The market loved the result and sent the company’s shares up more than 12 per cent to $4.95 in the days after the announcement.
For Jones, that little stock price surge added $30 million to the value of his stake in the company. His shareholding is now worth just over $275 million. In the last 12 months, his fortune has more than doubled.
That puts Jones in prime position to make a triumphant return to the rarefied air of BRW’s Rich 200 list. Jones made a one-time appearance on the list in 2006 with a fortune of $133 million, but a subsequent slump in the Navitas share price has kept him off the list for the past three years.
But based on last year’s cut-off of $150 million (which will surely rise given the performance of the Australian sharemarket) Jones is back with a vengeance.
Jones had something of an unusual path to entrepreneurship. He trained as an accountant and then worked in administration roles in the education sector, including stints as deputy director of the Tertiary Institutions Service Centre and the Secondary Education Authority.
In the mid 1990s, Jones identified a problem in the education space – about 70 per cent of international students were failing subjects, not because they were not smart enough, but because of what Jones calls "transition issues”.
His idea, and the core of the Navitas business, is 'bridging colleges'. The company partners with universities and runs diploma courses that prepare students for bachelor-level university courses.
The company also has government contracts to provide English language courses for migrants and refugees, offers workplace training and recruitment services, and also runs a student recruitment division.
The company listed in November 2004 at $1 a share and has risen steadily ever since. The burst over the last 12 months should ensure Jones becomes a regular Rich 200 feature.
He’s not the only entrepreneur who is back in contention for the big league. Here are a few other comeback kids:
As a director of gold, coal and iron ore miner Aquila Resources, Charles Bass rode the resources boom to amass a fortune of $342 million. But with Aquila shares tumbling over 2008 and early 2009, the mining industry veteran departed the Rich 200 in 2009. This year, he should make a triumphant return. In the last 12 months the company’s share price has leapt from $2.28 to $8.90, valuing Bass’ share price at $320 million.
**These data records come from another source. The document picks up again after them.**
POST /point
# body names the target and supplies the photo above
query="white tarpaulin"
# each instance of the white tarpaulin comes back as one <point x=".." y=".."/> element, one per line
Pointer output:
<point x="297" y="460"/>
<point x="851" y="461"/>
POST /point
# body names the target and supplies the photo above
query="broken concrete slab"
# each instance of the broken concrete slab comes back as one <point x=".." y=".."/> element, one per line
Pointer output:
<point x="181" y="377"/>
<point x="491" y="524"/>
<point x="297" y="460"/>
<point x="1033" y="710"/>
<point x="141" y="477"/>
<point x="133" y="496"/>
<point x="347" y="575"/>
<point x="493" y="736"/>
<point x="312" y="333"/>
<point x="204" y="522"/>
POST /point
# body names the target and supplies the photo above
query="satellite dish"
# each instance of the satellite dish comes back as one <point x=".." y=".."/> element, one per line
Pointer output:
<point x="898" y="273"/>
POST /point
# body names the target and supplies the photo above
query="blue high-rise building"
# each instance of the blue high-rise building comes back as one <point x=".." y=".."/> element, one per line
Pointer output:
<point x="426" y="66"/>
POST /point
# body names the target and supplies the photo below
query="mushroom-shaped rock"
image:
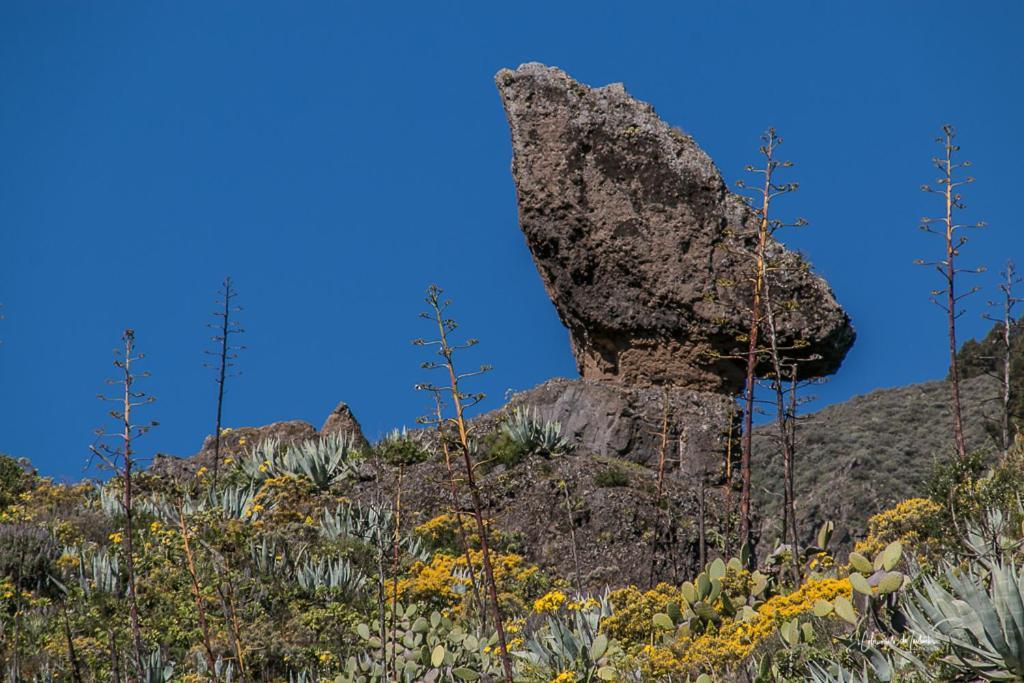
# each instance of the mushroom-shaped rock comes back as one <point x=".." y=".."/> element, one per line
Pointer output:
<point x="641" y="246"/>
<point x="341" y="421"/>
Veteran Sydney car dealer Nick Politis fell off the Rich 200 last year thanks to a big drop in the value of his stake in listed car retail company AP Eagers. But a surge in car sales in the second half of the year – helped in no small part by the government’s special investment allowance – helped the company’s share price more than double in the last 12 months, pushing the value of Politis’ stake back above $150 million. When his other assets are included, he should easily make the grade again.
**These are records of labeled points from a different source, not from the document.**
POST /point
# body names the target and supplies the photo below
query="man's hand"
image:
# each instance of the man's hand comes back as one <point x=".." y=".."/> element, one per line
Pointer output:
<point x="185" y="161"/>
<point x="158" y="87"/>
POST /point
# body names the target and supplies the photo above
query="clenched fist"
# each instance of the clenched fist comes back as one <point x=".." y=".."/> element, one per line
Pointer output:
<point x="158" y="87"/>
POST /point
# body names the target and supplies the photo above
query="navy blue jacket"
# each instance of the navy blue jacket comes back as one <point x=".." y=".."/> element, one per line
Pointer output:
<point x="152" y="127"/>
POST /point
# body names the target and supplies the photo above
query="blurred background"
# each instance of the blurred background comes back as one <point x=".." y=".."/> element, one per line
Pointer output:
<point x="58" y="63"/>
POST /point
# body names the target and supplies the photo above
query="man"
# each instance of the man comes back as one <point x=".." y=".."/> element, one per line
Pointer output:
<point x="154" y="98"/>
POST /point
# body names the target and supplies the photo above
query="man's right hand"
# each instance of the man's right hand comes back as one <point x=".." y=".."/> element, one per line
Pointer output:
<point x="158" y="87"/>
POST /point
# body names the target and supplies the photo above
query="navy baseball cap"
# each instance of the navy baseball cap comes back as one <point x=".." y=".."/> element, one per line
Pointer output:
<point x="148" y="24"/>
The founder and chief executive of serviced offices business ServCorp, Alf Moufarrige, is firmly in expansion mode, with plans to triple the size of his business in the next three years. His fortune is also in expansion mode, with his stake in Servcorp jumping from $107 million to $178 million in the last 12 months. That should put his back on the Rich 200, after he fell off the list last year.
Last year was an extremely difficult one for all companies specialising in mining services, such as Kevin Maloney’s The MAC Service Group. The company’s shares plunged from almost $4 at the start of 2008 to less than $1 at the start of 2009, causing founder and executive director Maloney to lose his spot on the Rich 200 just a year after making the grade. But this year has seen a fight back, with the value of Maloney’s stake climbing from $68 million to $190 million – safely back in Rich 200 territory.
Former Flight Centre executive Jim Goldburg has been off and on the Rich 200 in the last few years, but the extraordinary rise in the company’s share price seems likely to put him very close to the big list again. In the last 12 months, the company’s share price has rebounded from $5.90 to around $19.80, giving Goldburg a stake worth around $88 million. When that is combined with his stakes in several property development firms, Goldburg will go close.